I don't know how many of you have purchased tires in recent months, but they now come with a speed rating.  With possible applications on sports cars, they are usually rated well above 100 mph.  Goodyear tires with a speed rating of "Z" are good for speeds above 186 mph. 

Wouldn't it be cool if Goodyear had a truckload of domestic tires on standby to remedy such failures as they had Sunday?   So what if there are grooves on the tires?  Who cares if they haven't been specifically tested for that track?

Goodyear sells those tires to the public everyday, guarantees them for thousands of miles, at speeds up to and exceeding 186 mph. 

NASCAR slows the cars down at the other "Superspeedways" on the schedule.  If Goodyear would prefer the tires not exceed 170, 160, or even 140, restrict the cars and let them race. 

The drivers have mandated suits and helmets...

The car bodies are exactly the same across the board, the decals only differ...

The tires must have Goodyear on the sidewall to be used in NASCAR...

That being the case, why can't Goodyear make one tire for NASCAR? It should hold up under any conditions, just like the tires they sell off the shelves.  It might wear out faster at some places, it might last all night at some places, but the teams and drivers would know what to expect when they unloaded the car. 

It would have to be cheaper too—you could make a set 35,000 of the same tire each season, and be done with it. 
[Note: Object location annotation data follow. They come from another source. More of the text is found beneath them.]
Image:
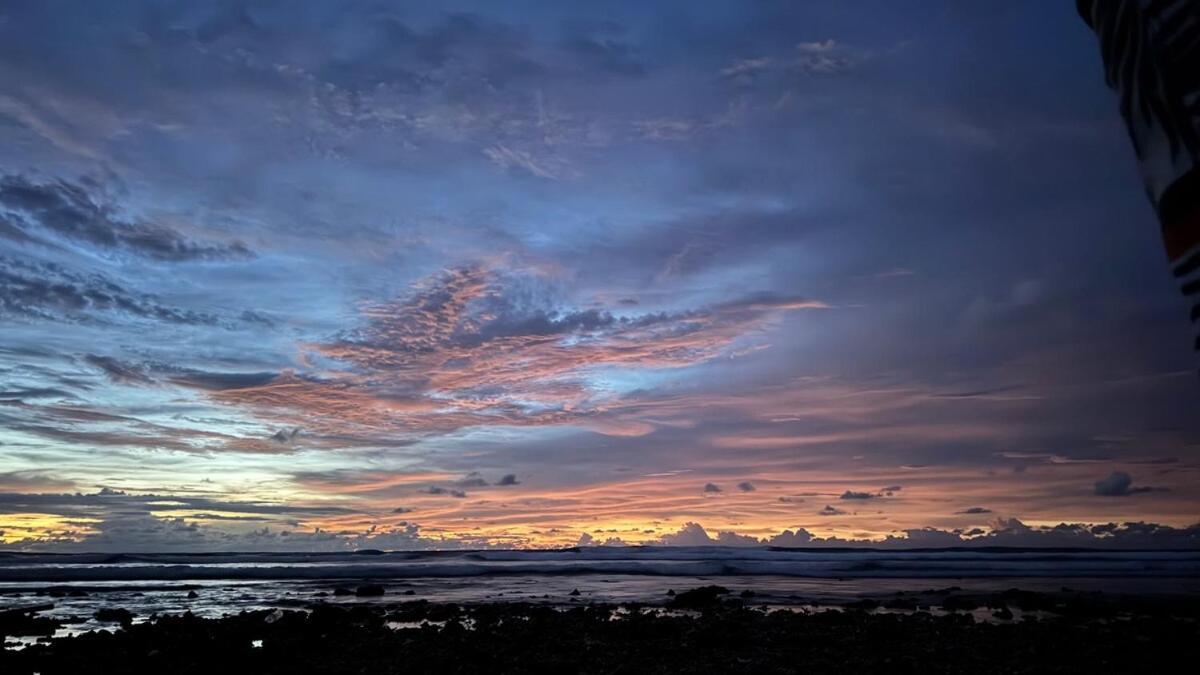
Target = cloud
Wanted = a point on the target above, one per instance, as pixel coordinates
(439, 490)
(71, 211)
(49, 291)
(1120, 484)
(119, 371)
(31, 481)
(474, 345)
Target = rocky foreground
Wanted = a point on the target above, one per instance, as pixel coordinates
(700, 631)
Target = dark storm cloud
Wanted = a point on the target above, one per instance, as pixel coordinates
(51, 291)
(119, 371)
(1120, 484)
(222, 381)
(73, 211)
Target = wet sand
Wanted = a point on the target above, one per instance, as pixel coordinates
(700, 631)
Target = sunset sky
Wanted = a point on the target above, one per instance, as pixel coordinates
(281, 275)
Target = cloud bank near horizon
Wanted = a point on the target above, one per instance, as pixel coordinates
(487, 275)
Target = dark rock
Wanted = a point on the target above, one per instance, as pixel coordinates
(120, 615)
(699, 598)
(369, 591)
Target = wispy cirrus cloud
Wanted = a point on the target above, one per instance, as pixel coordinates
(468, 347)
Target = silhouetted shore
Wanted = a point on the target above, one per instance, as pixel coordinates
(700, 631)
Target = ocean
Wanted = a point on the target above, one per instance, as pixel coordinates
(217, 584)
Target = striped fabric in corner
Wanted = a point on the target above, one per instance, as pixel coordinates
(1151, 51)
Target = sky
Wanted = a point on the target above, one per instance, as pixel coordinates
(327, 275)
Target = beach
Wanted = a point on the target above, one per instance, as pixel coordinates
(601, 610)
(703, 629)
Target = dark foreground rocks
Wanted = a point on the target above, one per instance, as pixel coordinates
(420, 637)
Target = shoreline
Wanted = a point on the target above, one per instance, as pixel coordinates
(701, 629)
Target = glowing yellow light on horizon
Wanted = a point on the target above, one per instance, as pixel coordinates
(16, 527)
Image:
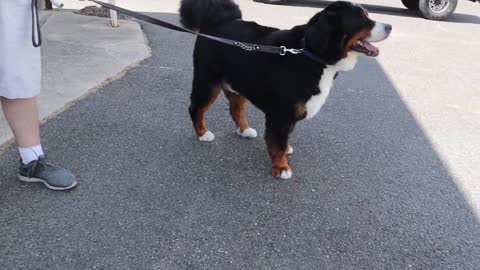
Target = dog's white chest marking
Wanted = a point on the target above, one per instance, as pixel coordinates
(316, 102)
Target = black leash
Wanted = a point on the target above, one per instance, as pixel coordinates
(36, 25)
(282, 50)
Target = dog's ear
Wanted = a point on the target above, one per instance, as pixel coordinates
(318, 32)
(324, 35)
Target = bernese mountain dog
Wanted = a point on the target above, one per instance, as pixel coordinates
(286, 88)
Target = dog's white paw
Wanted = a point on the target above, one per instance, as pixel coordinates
(289, 150)
(248, 133)
(207, 137)
(286, 174)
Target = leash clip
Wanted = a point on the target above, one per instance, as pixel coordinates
(284, 50)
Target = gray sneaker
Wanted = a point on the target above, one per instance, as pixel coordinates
(52, 176)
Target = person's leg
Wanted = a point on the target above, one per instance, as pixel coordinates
(22, 116)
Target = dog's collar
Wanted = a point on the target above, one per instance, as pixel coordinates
(313, 57)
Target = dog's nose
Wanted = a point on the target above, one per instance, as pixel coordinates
(388, 28)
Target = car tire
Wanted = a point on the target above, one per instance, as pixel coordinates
(411, 4)
(438, 10)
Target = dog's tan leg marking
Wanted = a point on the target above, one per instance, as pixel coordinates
(200, 125)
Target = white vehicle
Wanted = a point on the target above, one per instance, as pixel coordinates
(438, 10)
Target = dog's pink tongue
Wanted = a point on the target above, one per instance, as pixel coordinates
(371, 48)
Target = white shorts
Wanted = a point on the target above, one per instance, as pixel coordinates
(20, 66)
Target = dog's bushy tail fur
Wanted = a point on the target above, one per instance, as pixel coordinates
(202, 15)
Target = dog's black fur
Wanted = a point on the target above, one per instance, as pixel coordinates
(277, 85)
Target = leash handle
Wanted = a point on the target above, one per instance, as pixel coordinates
(36, 39)
(243, 45)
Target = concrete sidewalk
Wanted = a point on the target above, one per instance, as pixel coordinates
(79, 54)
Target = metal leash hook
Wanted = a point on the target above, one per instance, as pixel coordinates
(292, 51)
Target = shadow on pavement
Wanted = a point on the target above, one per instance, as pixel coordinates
(369, 191)
(404, 12)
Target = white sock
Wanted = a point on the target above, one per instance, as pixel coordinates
(29, 154)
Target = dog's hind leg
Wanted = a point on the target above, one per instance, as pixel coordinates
(238, 107)
(277, 132)
(204, 94)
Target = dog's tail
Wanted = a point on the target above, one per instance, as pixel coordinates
(203, 15)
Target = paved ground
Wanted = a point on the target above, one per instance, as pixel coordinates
(375, 187)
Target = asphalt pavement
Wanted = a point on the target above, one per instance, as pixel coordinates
(369, 190)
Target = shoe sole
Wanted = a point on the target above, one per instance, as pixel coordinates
(38, 180)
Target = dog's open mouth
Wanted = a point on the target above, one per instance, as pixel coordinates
(366, 47)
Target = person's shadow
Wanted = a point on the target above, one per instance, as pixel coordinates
(454, 18)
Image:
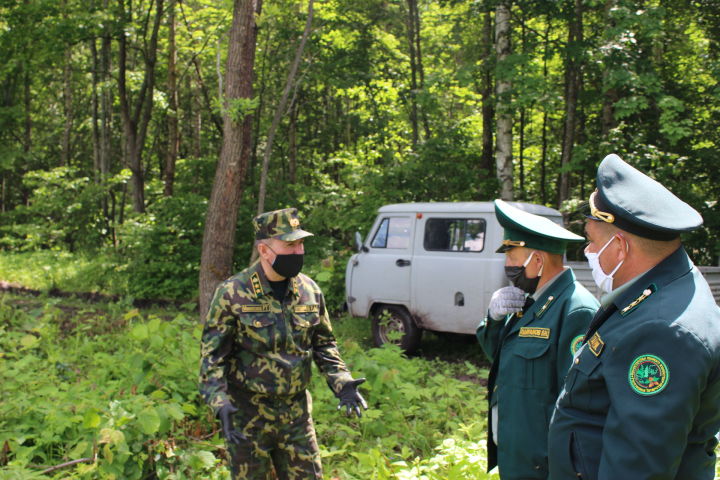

You are wrapping a piece of rubber around a piece of metal, bolting it on a car and running it on pavement, just like has been done for the last 110 years.  There is no need to spend all these millions of dollars on new research to make the tires different and wonder what result you will get. 

But until NASCAR decides to standardize the tire—which will probably never happen—Goodyear, bring some domestic tires along with you on your trips to the track. 

If the designated race tire fails even half as bad as last Sunday, give them what you give us.  Show us that even though your race tires are 50 pounds of worthless weight, your street tires can stand up to any condition, even race conditions. 

That would cause me to buy some Goodyears for my car.  After watching the state-of-the-art race tire you made fail after 30 miles on a race track that has been raced on for almost as long as you have been making tires, I think I will stick with B.F. Goodrich. 

My only hope is that NASCAR give y'all some competition in the tire business.  I can remember way too many races in the last three or four years where you dropped the ball and in turn dictated the quality of the racing and the outcome. 

The only time we should hear about tire failures is when someone runs over something on the track.  If your street tires failed as bad as your NASCAR tires, you would all be out of jobs by now!